Cada tarde, cuando el sol se escondía por poniente, una joven japonesa de sonrisa tímida y ojos del color de la miel se sentaba frente al escritorio y abría las cartas que habían dejado en el buzón. Y cada tarde encontraba allí, en sobres encintos de historias y de versos, una joya, la palabra precisa, el lirismo más desatado, la pasión más hermosa.
—Si no creyera en el reencuentro, la muerte nos habría llegado al separarnos.
Qué verso más bonito, pensó, creo que este será hoy el elegido.
Y así cada tarde, cuando el sol se escondía por poniente, la joven japonesa de mirada tímida y ojos del color de la miel ponía un poco de justicia en medio del caos universal, una gota de rebeldía frente al terco devenir de la vida, en la que casi nunca gana quien más se lo merece.

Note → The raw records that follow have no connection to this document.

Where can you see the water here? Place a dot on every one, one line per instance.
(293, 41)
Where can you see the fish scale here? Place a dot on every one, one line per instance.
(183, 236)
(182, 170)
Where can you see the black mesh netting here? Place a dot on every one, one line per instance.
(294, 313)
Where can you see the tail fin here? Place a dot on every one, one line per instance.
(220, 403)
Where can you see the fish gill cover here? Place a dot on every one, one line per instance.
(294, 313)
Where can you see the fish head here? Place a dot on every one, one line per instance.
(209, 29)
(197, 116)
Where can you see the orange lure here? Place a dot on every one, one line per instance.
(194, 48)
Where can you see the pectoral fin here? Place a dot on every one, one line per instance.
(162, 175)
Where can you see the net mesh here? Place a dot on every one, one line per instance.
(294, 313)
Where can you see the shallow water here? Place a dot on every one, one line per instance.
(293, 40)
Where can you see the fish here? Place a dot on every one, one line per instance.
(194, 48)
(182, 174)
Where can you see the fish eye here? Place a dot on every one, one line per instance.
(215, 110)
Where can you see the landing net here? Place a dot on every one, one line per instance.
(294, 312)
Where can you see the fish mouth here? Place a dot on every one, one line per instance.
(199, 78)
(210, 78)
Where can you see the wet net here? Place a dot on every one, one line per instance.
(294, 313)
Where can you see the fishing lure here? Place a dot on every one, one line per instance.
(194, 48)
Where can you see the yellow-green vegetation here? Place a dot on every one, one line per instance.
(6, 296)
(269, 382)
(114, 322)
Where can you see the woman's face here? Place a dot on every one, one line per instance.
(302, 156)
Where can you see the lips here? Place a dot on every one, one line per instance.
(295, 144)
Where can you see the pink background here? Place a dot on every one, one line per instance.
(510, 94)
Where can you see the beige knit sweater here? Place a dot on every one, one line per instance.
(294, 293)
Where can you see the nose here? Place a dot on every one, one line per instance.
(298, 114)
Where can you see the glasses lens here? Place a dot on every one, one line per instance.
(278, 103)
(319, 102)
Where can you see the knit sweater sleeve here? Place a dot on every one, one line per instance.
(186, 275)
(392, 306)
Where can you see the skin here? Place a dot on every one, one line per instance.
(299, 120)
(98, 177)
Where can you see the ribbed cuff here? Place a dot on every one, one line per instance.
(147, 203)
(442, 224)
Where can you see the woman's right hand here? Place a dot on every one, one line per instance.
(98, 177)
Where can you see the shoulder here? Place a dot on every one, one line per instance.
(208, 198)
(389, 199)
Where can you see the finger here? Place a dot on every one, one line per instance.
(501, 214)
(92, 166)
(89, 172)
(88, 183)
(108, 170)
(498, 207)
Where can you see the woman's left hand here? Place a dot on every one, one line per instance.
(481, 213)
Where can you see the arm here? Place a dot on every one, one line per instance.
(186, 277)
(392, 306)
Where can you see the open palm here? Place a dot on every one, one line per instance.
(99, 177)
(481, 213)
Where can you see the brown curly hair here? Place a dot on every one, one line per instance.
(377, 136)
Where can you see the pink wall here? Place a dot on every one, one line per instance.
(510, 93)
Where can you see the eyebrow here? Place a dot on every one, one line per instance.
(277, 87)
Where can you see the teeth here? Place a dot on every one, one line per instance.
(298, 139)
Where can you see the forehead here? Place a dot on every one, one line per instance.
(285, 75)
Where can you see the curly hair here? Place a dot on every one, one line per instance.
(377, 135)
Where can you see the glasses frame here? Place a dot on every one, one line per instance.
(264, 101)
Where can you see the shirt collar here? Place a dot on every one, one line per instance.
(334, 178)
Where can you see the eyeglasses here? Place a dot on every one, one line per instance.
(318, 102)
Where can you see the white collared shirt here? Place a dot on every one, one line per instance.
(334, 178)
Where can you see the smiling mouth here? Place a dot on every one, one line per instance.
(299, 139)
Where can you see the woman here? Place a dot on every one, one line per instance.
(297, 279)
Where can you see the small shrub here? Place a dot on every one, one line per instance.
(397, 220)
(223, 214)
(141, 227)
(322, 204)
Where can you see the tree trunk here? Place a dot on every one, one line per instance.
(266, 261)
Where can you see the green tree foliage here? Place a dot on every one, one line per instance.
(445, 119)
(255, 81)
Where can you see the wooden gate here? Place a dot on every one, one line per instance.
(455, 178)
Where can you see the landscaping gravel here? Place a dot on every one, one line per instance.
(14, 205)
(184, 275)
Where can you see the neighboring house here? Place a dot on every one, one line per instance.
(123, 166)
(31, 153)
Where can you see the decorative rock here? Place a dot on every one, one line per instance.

No importaba si eras guapo o feo, rico o pobre, hombre o mujer, risueño o atormentado, elegante o desarrapado, fuerte o débil. No importaba si en el implacable sorteo de las virtudes la naturaleza había sido generosa contigo, si te había bendecido con la belleza y la gracia o castigado con la terrible condena de la vulgaridad. Allí solo contaban las palabras, el verso escrito, el sentimiento derramado sobre el papel. Esas eran las reglas en el universo de la joven japonesa, el autor de la historia que consiguiera emocionarla era el elegido. Y así cada noche. Tan sencillo como eso. Y Keiko, que así se llamaba la japonesa, se acostaba con el elegido.
Cada tarde, cuando el sol se escondía por poniente, la habitación en la que vivía Keiko se convertía en un burdel, el burdel de Dorsoduro.